Manufacturing without considering distribution chains is futile
Many South African manufacturers’ efforts to expand into Africa have failed. Two mistakes – according to speakers on the line-up for the 2016 SAPICS conference for supply chain professionals – are applying familiar product-focused processes, and discounting the importance of working within the existing framework of local culture.
The 38th Annual SAPICS conference and exhibition for supply chain professionals in Sun City is scheduled from 12 to 14 June 2016.
Think distribution first, manufacturing second
“Focusing too much capital expenditure on the production and manufacturing side without enough investment in the outbound supply chain – warehousing and distribution – is probably the single biggest mistake that South African companies make when expanding into Africa,” says Carsten Schubert, Director (East Africa) at Transnova Africa.

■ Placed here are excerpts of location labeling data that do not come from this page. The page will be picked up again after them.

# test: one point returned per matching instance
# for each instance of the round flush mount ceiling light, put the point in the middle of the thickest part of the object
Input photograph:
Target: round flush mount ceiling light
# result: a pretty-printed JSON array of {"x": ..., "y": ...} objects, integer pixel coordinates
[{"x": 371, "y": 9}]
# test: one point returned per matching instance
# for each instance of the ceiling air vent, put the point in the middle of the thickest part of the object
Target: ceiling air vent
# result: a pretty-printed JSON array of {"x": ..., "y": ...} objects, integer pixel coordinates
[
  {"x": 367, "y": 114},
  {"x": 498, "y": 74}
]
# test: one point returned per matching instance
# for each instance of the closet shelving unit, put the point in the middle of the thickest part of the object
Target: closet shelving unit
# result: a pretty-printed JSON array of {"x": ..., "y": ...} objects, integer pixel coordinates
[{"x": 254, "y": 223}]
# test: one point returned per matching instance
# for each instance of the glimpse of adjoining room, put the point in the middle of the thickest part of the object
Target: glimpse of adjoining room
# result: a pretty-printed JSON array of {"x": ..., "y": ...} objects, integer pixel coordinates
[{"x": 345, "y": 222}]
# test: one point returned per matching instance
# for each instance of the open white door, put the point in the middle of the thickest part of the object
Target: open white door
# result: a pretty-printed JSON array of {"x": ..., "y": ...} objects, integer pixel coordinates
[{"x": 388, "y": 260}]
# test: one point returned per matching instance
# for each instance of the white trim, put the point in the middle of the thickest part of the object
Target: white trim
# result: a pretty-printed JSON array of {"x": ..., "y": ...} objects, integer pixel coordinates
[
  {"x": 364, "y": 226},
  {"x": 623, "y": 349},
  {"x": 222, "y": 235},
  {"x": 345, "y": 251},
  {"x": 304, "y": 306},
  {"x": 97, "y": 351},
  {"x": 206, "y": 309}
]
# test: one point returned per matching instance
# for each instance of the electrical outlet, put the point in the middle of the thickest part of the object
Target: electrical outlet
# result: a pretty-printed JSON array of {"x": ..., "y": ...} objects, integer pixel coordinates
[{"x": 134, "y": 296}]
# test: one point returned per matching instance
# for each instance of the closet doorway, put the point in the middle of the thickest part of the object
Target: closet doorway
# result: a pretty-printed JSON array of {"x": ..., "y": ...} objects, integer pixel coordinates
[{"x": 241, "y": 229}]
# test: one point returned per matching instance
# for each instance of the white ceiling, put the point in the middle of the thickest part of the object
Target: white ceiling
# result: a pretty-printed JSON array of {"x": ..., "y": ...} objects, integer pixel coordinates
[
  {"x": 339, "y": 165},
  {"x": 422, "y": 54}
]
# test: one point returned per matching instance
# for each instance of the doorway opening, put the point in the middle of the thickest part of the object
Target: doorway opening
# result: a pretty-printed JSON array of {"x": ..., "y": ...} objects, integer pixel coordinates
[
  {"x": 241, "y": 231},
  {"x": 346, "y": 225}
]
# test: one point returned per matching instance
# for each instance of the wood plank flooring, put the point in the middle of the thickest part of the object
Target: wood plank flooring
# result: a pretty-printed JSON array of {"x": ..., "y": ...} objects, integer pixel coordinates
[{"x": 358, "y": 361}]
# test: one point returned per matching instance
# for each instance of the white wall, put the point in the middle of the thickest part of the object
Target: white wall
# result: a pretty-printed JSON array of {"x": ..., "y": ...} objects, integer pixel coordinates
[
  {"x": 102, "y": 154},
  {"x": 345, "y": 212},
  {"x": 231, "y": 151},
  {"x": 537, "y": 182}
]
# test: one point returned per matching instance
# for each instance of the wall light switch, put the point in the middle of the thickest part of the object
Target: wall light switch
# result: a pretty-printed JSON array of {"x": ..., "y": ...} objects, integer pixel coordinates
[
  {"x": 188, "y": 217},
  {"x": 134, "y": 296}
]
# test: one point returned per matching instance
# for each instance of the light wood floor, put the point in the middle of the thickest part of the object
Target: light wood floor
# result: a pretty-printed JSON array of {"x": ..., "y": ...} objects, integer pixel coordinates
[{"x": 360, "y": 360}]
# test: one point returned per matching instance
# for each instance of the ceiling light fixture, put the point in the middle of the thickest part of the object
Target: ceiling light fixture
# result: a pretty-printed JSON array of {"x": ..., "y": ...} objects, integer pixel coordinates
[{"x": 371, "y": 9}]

“South African businesses readily accept the status quo of logistics systems and processes already in place in the country targeted for expansion, rather than challenging them and looking for more efficient ways of getting the product to market,” says Schubert.
It is a dangerous practice to decide to make do with existing warehousing facilities and distribution processes if they are not suited to requirements for expansions into that particular territory.
Another related mistake is abdicating control of the internal supply chain to distributors, with too much reliance placed on the local distributor’s network. “It is important to have visibility and control over your end to end supply chain,” warns Schubert. “Interacting directly and managing the relationship with your new customer base when you are trying to establish a foothold in a new market is a key success factor.”
Productive interaction with a new environment relies strongly on working to understand local culture and their capabilities, and respecting the historic lessons that inform existing processes.
Become immersed in the new culture
“Every step of a new process needed to be designed through the eyes of the local workforce and their capabilities,” advises Bryan Baylis, Associate Director of Supply Chain with US-based Merck & Co Inc.
“When local supply chain owners completely understand the proposed solutions, only then can your team execute a sustainable process, which can successfully meet the needs of the organisation today and well into the future.”
Baylis explains that, as an outsider in a new environment, success is realised through complete immersion of oneself into the local culture, clearly understanding any existing processes, and working together as a cohesive team to provide viable solutions.
“While new environments present unique challenges when designing supply chain systems, there is a common need to create a flexible system that can quickly adjust to today’s global environment,” says Baylis.
The key to the success of an expansion project seems to be dependent upon keeping solutions smart enough to be effective, but simple enough to be sustainable in the local environment.